It’s so unfair, he’s a leftist, thinks retired university professor Jean Roscoff, as a shitstorm from the woke community, which also calls itself left-wing, hits him via social media. The wonderfully cynical and insightful novel “The Seer of Étampes” by the Frenchman Abel Quentin describes how this came about.
“I was not a man of order. I was a leftist who always kept his doors open to new winds,” says the sad antihero, who in retirement wanted to make a fresh start with a book about a forgotten black poet and jazz trumpeter.
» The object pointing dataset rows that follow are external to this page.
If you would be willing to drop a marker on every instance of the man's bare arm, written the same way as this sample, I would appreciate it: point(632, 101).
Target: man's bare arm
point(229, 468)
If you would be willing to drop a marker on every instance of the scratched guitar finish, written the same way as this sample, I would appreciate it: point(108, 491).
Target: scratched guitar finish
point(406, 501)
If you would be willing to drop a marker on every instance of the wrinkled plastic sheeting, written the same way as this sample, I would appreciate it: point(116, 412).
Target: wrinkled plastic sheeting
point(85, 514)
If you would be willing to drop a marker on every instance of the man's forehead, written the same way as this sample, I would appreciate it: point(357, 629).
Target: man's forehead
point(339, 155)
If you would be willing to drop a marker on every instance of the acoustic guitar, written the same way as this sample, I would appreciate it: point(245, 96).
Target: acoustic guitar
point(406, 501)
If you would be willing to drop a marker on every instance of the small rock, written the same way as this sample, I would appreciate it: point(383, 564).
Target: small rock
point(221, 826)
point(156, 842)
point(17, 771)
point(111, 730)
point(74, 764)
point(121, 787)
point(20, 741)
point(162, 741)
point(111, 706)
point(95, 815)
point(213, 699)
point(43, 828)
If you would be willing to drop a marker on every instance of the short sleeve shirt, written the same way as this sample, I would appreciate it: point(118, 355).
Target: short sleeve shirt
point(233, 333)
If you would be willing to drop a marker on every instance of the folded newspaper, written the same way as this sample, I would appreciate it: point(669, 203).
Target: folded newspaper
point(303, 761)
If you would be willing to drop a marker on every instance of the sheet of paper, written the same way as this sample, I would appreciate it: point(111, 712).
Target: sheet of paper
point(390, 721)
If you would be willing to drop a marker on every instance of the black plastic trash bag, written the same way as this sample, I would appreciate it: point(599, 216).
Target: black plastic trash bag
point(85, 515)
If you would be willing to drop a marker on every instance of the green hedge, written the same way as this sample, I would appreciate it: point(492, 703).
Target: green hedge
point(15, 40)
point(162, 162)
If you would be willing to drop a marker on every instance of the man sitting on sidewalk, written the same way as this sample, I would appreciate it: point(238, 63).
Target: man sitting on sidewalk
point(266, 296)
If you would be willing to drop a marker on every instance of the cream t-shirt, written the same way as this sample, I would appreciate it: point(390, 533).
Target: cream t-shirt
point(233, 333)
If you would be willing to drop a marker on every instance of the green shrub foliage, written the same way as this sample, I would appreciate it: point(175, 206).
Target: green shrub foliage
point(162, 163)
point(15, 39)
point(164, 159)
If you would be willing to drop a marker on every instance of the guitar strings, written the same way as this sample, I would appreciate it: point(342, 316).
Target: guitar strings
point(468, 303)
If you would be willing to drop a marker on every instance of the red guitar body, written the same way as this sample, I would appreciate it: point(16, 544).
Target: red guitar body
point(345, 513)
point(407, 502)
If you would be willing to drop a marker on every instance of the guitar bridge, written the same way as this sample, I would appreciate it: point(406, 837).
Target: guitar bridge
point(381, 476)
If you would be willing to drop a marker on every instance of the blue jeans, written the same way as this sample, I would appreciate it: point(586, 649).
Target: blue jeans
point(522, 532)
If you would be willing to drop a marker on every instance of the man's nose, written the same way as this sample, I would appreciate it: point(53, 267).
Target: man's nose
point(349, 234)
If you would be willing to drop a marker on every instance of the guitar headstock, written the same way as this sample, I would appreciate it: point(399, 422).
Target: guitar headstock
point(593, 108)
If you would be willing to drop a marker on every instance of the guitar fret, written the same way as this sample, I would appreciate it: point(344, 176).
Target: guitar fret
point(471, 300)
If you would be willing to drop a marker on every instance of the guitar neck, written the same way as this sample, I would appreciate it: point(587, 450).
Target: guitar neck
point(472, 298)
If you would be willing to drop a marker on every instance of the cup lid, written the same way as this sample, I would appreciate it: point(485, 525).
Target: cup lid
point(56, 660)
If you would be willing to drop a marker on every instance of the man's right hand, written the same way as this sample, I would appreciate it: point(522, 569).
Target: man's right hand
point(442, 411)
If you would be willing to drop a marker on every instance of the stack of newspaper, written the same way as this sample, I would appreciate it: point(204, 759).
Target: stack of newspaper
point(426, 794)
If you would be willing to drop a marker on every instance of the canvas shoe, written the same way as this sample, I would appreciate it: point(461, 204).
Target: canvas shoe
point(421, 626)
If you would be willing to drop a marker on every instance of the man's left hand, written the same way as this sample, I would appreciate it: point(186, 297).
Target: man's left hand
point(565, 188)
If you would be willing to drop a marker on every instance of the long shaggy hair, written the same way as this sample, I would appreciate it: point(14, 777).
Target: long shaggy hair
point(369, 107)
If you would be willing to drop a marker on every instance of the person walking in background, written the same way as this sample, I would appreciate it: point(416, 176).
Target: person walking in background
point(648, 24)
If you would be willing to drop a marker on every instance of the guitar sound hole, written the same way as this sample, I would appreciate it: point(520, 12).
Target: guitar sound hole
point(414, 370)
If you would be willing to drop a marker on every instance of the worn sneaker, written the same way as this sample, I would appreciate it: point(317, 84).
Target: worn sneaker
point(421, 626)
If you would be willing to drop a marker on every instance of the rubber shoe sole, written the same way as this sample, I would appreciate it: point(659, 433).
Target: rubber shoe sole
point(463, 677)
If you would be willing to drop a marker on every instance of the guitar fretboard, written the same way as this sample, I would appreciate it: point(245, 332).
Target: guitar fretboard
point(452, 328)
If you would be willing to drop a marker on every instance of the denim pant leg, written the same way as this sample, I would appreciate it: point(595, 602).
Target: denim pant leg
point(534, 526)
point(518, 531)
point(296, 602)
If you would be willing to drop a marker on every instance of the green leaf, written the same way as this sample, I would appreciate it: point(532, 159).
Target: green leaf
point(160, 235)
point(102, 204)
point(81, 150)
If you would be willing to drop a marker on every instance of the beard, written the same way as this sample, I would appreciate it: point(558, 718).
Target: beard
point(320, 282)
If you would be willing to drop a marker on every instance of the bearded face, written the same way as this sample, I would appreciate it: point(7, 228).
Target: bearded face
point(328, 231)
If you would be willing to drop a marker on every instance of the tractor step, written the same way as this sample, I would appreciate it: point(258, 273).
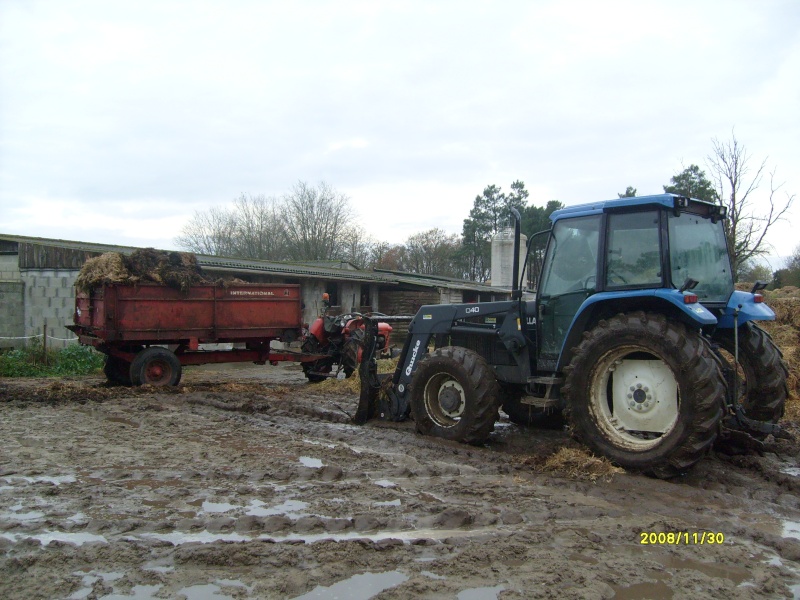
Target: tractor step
point(545, 380)
point(539, 402)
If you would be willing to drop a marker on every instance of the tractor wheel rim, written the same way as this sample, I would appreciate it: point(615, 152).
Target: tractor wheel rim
point(444, 400)
point(635, 401)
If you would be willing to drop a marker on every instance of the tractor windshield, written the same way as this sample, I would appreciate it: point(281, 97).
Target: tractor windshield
point(697, 249)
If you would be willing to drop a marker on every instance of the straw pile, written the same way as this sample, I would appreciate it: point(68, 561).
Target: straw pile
point(178, 270)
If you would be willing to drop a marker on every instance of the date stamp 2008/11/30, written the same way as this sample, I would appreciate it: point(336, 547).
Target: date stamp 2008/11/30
point(681, 538)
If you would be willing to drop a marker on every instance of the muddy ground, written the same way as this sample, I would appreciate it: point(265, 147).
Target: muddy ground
point(251, 483)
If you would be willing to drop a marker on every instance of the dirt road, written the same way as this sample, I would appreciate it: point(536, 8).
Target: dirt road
point(251, 483)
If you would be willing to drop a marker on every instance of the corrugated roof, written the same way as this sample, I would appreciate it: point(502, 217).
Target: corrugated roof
point(443, 282)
The unsuccessful historian only mentioned in passing that he was a black man. Skin color and origin were not important to him, which was the “old white man’s” downfall. Based on the accusation of cultural appropriation, a media hysteria developed, which soon brought the old leftist unwelcome applause from the right.
The 39-year-old French author – a lawyer by profession – cleverly breaks down the current identity debate, cancel culture and wokeness into the generational conflict between the harmless university professor and his peace-loving, lesbian daughter and her politically correct friend. It is a thoroughly loving, if uncomprehending, relationship: “I had to overcome my hasty skepticism about this Illuminati jargon,” the father sets out to do, trying to “redirect the conversation to my favorite terrain: me.”
In addition to the father-daughter duo, an affected editor, a boastful media lawyer, a shy small publisher and other staff also populate this entertaining and subtle social novel full of sharp-tongued dialogues and clever observations. If you are reminded of the life of the US writer James Baldwin, who is mentioned in the book and also lived in France, you might not be entirely wrong.